I’ve never seen James nervous before. Not when his investors threatened to pull out. Or when the wrong groceries are delivered to the kitchen. Or when one of the line chefs doesn’t turn up. He finds a solution and moves on. Nothing fazes him.

"It is the weekly day off," I point out.

"And I made you work during those." He shoves his hand into the pockets of his jacket. "I’m sorry."

"This new version of you is giving me a headache." I rub at the space between my eyebrows. "Your being polite is creepy."

He seems taken aback. "I thought my being more cordial might help."

"With what?"

"With your thinking of coming back to me?"

I lean back in my seat. “I don’t want you to change yourself externally, James. I want you to share your feelings with me. For us to have an honest conversation. To have better communication. That’s what I want.”

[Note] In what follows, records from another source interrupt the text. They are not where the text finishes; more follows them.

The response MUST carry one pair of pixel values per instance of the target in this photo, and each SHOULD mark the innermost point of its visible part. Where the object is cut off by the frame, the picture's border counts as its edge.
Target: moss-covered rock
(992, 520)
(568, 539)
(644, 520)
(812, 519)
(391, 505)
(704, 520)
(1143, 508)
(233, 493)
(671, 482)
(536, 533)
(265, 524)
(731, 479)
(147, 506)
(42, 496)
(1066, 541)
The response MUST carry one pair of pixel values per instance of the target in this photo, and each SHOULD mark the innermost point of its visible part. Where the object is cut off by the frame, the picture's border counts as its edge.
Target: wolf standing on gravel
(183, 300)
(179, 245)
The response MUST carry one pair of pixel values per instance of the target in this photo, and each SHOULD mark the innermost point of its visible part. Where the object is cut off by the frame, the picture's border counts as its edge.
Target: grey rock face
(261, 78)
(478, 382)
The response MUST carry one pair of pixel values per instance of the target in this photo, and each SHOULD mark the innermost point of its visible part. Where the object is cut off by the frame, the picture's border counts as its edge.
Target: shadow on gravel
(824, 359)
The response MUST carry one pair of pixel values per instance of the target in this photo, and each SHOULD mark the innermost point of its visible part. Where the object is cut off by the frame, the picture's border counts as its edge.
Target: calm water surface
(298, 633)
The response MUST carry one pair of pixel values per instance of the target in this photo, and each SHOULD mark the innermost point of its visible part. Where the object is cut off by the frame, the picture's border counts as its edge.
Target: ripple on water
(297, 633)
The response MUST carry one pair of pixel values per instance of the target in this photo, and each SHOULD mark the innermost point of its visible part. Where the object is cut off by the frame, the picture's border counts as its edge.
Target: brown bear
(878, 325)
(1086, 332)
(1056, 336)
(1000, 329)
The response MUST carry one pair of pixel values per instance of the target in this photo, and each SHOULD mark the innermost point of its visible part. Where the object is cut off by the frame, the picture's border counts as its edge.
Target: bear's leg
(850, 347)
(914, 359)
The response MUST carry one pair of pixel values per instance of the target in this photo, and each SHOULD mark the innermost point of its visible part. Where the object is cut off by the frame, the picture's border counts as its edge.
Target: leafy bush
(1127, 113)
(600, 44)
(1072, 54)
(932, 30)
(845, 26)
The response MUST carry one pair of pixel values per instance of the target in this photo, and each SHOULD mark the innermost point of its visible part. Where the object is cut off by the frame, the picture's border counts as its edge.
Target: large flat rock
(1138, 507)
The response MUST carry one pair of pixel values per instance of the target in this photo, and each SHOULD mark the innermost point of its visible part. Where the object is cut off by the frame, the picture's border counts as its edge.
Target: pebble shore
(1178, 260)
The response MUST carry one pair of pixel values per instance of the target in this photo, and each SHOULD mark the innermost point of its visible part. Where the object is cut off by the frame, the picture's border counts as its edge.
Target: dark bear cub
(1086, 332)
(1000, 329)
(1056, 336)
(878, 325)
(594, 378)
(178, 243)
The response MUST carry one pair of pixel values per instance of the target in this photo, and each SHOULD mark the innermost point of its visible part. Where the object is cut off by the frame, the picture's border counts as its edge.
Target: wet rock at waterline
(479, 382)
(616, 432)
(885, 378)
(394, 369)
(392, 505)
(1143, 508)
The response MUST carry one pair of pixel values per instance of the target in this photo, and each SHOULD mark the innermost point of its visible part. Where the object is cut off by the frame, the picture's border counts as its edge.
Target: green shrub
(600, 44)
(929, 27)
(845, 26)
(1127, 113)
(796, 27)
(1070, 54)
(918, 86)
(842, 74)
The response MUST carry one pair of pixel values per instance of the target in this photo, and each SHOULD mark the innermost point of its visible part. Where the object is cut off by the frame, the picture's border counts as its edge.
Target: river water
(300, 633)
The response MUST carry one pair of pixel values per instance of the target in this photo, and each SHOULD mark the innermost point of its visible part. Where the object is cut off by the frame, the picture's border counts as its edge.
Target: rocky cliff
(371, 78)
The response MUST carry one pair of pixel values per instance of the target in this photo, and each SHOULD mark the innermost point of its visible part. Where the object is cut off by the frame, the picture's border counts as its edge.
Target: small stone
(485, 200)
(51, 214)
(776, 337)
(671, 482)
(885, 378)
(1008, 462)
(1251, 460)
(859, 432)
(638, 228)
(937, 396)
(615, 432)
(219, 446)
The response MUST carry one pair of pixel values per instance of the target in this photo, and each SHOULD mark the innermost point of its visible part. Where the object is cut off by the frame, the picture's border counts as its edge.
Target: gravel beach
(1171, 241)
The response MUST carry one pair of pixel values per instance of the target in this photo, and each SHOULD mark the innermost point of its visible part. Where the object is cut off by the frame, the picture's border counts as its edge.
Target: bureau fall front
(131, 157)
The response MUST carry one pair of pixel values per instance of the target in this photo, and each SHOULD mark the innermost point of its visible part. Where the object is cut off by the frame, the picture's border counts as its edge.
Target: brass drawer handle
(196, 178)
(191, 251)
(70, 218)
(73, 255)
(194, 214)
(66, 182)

“That’s what I want too.” He leans forward. “I’m trying…to speak my mind. To tell you how I feel.”

My eyes track the flush spreading over his cheekbones.

The Ice Commander, flushed? And looking…vulnerable? My chest tightens.

He's always so controlled, so sealed, that seeing the composure slip even this much feels like watching a fault line crack.

It’s thrilling.

And terrifying.

"James, are you okay?” I ask softly.

“Of course, I’m not okay. How can I be, when you’re not there anymore?” He jumps up and begins to pace. Pulls his hand out of his pocket to push his hair back.

Something tumbles to the ground.

I glance down and see not one, not two, but a bunch of hair ties spilling out at my feet.

My gaze hovers over them, stunned.

“Are those…my hair ties?”

He stops mid-step, glances down, then back at me, his chest heaving. The tension radiates off him in waves.

He’s uncontained, raw, completely undone.

James Hamilton is having an emotional outburst. And the rainbow-colored vortex he’s standing in the midst of feels symbolic of his losing control.

He’s feeling everything for me.

For the first time, I see every piece of him. The desire, the frustration, the longing, all of it spilling into the open.

Seeing him like this, unguarded, I can’t help the tremor that passes through me.